In my experience, Different agency recruiters use manual systems when it comes to administrative work. Despite AI bringing automations, there are only handful of tools created for agency recruiters. My questions here is, why these recruiters don't opt AI based automation tools to reduce time to hire?
1. I spoke with the recruiters and they told me about their internal systems.
2. With AI being everywhere and bringing fast paced automation, I believe one should opt if it brings them value considering the tool does not bring a drastic change into their systems as no one likes interruptions in their operations. Any thoughts on that?
I've had a concept I've been thinking about on and off for a long time.
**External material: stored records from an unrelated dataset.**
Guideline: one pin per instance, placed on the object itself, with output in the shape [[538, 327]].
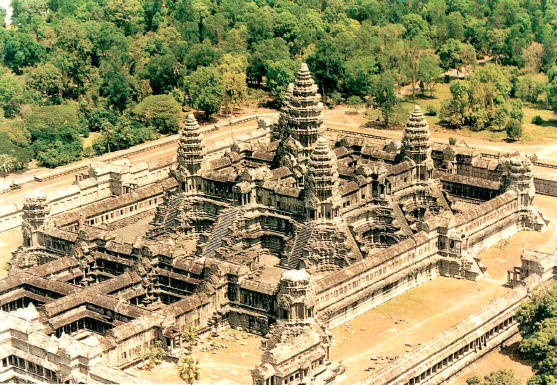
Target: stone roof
[[467, 180], [370, 262]]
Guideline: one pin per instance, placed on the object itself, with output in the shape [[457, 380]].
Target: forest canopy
[[111, 61]]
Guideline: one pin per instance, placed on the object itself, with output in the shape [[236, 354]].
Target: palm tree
[[7, 164], [189, 369], [190, 335]]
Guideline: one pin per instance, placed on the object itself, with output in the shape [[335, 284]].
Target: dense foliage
[[500, 377], [537, 320], [106, 58]]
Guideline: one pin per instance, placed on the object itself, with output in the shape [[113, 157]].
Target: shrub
[[124, 134], [514, 129], [335, 98], [537, 120], [431, 110], [162, 112], [55, 134], [354, 101]]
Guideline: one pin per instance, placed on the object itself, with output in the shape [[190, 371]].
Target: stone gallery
[[285, 239]]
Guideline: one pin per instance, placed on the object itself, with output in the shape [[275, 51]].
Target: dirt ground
[[420, 314], [505, 254], [388, 331], [505, 358], [230, 365]]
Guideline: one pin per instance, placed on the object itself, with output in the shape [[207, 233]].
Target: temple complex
[[284, 239]]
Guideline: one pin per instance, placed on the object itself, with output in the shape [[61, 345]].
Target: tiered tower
[[296, 298], [190, 151], [35, 212], [519, 175], [303, 112], [322, 183], [322, 176], [297, 345], [416, 144]]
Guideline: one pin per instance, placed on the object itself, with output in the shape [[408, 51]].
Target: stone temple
[[285, 239]]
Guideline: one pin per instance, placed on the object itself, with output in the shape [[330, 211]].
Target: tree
[[19, 50], [7, 164], [152, 355], [513, 129], [279, 74], [11, 94], [326, 65], [119, 89], [359, 75], [48, 81], [190, 335], [500, 377], [454, 54], [163, 72], [531, 87], [533, 58], [124, 134], [161, 112], [552, 95], [55, 134], [188, 369], [383, 94], [233, 72], [205, 90], [428, 71]]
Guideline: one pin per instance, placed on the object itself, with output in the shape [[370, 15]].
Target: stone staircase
[[303, 234], [220, 230], [172, 212]]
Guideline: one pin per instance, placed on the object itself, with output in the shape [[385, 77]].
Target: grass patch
[[545, 133], [88, 142]]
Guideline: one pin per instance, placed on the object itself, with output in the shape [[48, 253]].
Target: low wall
[[73, 197], [545, 181], [451, 351]]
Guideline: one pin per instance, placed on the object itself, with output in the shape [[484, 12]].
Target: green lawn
[[532, 134]]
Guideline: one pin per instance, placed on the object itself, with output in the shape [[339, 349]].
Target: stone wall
[[442, 357], [346, 294]]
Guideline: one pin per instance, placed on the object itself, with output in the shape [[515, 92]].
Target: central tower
[[304, 112], [416, 144]]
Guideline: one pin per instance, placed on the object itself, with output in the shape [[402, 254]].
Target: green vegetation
[[537, 320], [188, 369], [128, 68], [500, 377], [152, 356]]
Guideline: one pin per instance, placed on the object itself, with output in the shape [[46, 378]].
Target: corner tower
[[35, 212], [190, 153], [304, 112], [416, 144]]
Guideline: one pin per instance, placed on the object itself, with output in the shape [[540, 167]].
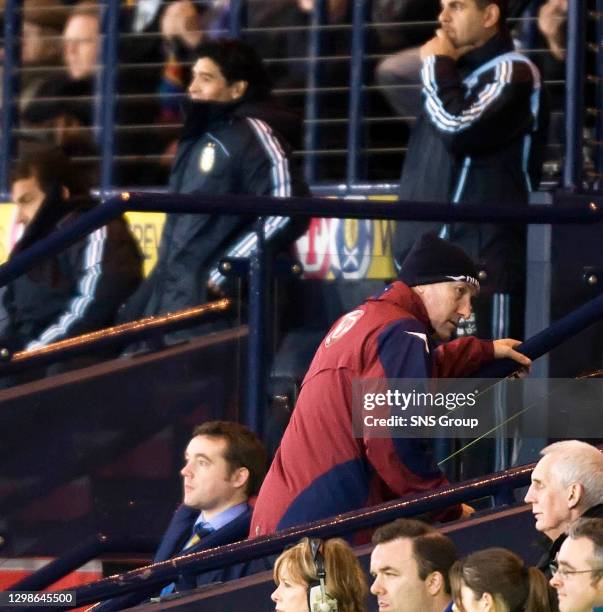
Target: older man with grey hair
[[567, 483]]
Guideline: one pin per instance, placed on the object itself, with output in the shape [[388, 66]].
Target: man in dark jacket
[[224, 465], [234, 141], [474, 142], [80, 289]]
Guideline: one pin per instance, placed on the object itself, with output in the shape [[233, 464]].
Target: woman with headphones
[[319, 576], [496, 580]]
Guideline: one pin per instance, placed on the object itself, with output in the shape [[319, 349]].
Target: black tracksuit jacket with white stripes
[[77, 291], [477, 141], [225, 148]]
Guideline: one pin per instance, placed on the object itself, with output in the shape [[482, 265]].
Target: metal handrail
[[571, 209], [117, 335], [341, 525], [92, 547]]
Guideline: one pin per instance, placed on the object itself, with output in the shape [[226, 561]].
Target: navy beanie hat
[[433, 260]]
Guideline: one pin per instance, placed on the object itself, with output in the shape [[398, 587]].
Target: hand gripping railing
[[341, 525], [91, 548], [576, 321], [566, 209]]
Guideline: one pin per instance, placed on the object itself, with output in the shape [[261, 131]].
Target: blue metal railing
[[91, 548], [574, 95], [106, 90], [10, 87], [580, 210], [360, 11], [113, 337], [344, 524], [314, 80]]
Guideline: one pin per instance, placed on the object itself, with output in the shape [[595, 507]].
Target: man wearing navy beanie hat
[[320, 469]]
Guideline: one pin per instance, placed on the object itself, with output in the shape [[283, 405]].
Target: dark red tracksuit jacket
[[320, 469]]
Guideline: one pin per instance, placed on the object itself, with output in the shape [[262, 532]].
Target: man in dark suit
[[224, 465]]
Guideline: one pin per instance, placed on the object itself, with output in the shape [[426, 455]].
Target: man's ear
[[575, 494], [239, 477], [491, 15], [238, 89], [435, 583], [486, 602]]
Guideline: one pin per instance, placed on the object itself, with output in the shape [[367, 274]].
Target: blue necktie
[[200, 530]]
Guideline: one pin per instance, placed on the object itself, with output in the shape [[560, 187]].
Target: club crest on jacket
[[208, 157]]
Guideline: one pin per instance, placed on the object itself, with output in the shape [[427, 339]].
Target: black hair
[[238, 61]]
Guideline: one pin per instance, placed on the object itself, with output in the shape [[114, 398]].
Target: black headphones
[[318, 598]]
Today I have an RSS reader that sucks in articles from 110 feeds. Over the course of a week it ingests maybe 10,000 articles and picks 300 to show me which I make a thumbs up or thumbs down judgement which is then used to train the model that selects articles. It works great after getting a few thousand judgements and I love the feed I get. I can picture it as a consumer product with the caveat that I think most people would expect to get good recommendations after many fewer judgements. If I was going to productize it for consumers I'd probably use some kind of collaborative filtering (people who read these articles also liked X) as opposed to the content-based filtering it uses now (article X shares some characteristics with other articles you like) because I think it could cold-start for a new user more quickly but then it becomes another StumbleUpon, etc.
I think you can imagine the same kind of system could be used by anyone who is a "professional searcher". Instead of blog articles these could be resumes, or patents, or job listings, or scientific articles, etc. Personally I am more interested in this path for productization.
Does this sound interesting to you? I demo this system a lot and I can do it for you.
Could you please explain what is good enough? I understand the concerns for privacy or data protection but that can be catered easily. The main point is growth considering lots of companies are already opting for AI in terms resume filtering and all. If these companies don't opt for AI automation, they might fall back in their growth targets. What are your thoughts on it?
This is an interesting read. I am seeing something opposite. Accounting firms are getting inclined towards using AI to fasten their processes. Its very hard to infuse AI into such firms but it's happening.